A US rights group has asked the govt to withhold K Barapind's extradition, wanted on murder charges.

india Updated: Dec 29, 2005 13:38 IST

A rights group in the US has asked the government to withhold the extradition of an Indian man wanted on charges of murder, alleging that New Delhi has a record of human rights violations.

The Center for Human Rights and Global Justice (CHRGJ) of New York University's School of Law has urged Secretary of State Condoleezza Rice not to deport Kulvir Singh Barapind, an activist from Punjab who fled to the US in 1993.

The Center said in a release that it made this call as Rice finalised her decision whether to extradite Barapind to India.

Under US law, the secretary of state is required to consider all relevant facts when exercising this duty to withhold extradition, the Center said.

The CHRGJ said that according to ENSAAF, a human rights organisation here that focuses on alleged human rights violations against Sikhs in Punjab, Barapind faced a substantial risk of torture upon return.

"The United Nations Convention Against Torture and Other Cruel, Inhuman and Degrading Treatment or Punishment (CAT), as implemented in US law and policy, prohibits the US from extraditing individuals who are more likely than not to be tortured upon return," the New York University's Center said.

The Barapind case comes in the midst of accusations from human rights advocates that Washington extradited or sent alleged suspects to countries where they might be tortured to extract information from them in the "war on terror."

New Delhi had asked for Barapind's extradition in 1997 and, in November 2005, the District Court for the Eastern District of California certified him for extradition in three cases involving allegations of murder committed during militancy in Punjab in the 1980s, according to the CHRGJ.

On November 23, ENSAAF submitted an application for Barapind's relief from extradition under the CAT.

The CHRGJ submitted an amicus letter in support of the legal position taken by Barapind regarding US obligations under international and domestic law.

"The relevant facts in Barapind's case include the existence in India of a consistent pattern of gross, flagrant or mass violations of human rights, the experience of other similarly situated returnees to India who report that they were tortured on return, and the individual circumstances of Barapind himself," the Center asserted.

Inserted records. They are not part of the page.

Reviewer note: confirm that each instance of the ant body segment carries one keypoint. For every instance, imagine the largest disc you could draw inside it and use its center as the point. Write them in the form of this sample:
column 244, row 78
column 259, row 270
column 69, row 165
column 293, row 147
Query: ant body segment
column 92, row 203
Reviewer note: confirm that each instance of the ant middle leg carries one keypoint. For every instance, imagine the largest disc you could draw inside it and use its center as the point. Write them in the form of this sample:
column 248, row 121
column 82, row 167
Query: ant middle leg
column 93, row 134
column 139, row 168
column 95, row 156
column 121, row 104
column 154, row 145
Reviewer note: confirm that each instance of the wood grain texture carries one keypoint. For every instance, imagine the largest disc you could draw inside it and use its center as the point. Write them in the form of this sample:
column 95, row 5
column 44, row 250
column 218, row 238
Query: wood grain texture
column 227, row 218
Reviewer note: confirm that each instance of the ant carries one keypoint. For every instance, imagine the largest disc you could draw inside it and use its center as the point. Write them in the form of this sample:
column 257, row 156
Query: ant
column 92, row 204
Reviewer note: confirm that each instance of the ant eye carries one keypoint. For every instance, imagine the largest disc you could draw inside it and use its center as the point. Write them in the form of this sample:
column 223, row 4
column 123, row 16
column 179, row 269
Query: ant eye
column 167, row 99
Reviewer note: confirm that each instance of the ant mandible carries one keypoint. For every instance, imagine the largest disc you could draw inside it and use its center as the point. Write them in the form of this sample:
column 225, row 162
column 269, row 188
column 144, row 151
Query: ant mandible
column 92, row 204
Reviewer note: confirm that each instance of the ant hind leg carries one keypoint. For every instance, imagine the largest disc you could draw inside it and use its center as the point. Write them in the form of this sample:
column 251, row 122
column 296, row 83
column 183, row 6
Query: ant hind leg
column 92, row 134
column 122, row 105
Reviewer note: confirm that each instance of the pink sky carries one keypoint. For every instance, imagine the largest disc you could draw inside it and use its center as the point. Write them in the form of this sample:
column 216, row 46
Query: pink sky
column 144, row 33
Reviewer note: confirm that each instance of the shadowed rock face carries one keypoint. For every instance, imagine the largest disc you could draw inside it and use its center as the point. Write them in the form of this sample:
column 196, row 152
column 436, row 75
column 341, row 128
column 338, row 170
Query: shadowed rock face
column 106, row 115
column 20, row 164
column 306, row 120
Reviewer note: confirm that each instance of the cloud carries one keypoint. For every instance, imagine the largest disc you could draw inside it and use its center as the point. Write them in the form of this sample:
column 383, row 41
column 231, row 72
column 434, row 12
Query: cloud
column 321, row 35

"The evidence set out in the application suggests that an individual in the position of Barapind will more likely than not be tortured if extradited to India. Accordingly, a decision to extradite Barapind under such circumstances would plainly violate US law and policy," said Satterthwaite.

Satterthwaite also insisted, "diplomatic assurances from India would not necessarily protect Barapind against torture".